Many people in Wichita have developed a wariness in the months since Rader’s arrest “when they realized this man was a normal citizen that we would see at restaurants, movies and even church. How many more Dennis Raders are there in the world?” Fox asked.
The antidote to fear is faith in Christ, he added, citing a passage from Scripture, 2 Timothy 1:7, which states, “… God hath not given us the spirit of fear; but of power, and of love, and of a sound mind.”
Although Rader’s sentencing has provided “a relief and a comfort that justice has been served,” Fox said he has reminded the community in various interviews “that Dennis Rader has another court date with a different Judge -– with eternal ramifications.”

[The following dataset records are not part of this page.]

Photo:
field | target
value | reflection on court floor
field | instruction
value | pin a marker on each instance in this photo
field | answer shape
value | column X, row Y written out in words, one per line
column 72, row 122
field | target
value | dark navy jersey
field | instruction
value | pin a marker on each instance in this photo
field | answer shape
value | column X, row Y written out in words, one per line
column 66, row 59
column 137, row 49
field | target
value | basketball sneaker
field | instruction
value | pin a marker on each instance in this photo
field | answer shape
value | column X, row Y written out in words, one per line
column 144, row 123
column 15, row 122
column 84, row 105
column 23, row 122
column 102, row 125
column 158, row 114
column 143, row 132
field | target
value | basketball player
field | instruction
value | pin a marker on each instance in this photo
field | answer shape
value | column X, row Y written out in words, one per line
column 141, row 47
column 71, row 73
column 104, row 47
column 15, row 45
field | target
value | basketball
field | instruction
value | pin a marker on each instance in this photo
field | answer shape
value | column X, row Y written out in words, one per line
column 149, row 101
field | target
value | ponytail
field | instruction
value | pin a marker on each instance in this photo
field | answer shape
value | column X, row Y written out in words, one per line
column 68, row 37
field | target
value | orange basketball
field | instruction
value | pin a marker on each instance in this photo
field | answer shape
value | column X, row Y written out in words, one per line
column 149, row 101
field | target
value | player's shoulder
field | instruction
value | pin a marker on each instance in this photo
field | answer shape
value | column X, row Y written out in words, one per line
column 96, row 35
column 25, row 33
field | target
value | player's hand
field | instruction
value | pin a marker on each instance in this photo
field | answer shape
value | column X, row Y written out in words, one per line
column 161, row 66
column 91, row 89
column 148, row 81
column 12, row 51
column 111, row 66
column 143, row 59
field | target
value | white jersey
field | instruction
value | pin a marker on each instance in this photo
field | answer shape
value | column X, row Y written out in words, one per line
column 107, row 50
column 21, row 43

The 60-year-old father of two addressed the court for about 20 minutes Aug. 18 -– in what the Wichita Eagle described as “a rambling, at times incoherent, statement” — after victims’ families pointedly and tearfully had vented to Rader their years of anguish. The prosecution also presented an array of evidence about how Rader had documented details of his murders as well as deviant sexual fantasies, including photos he had taken of his victims. Rader had hidden the materials in his home and in his office in the Wichita suburb of Park City where he worked as a compliance officer.
Among Rader’s revelations in the court affidavit: his plans for a “grand finale” killing, having stalked a local woman and her daughter, planning a bondage and strangling murder.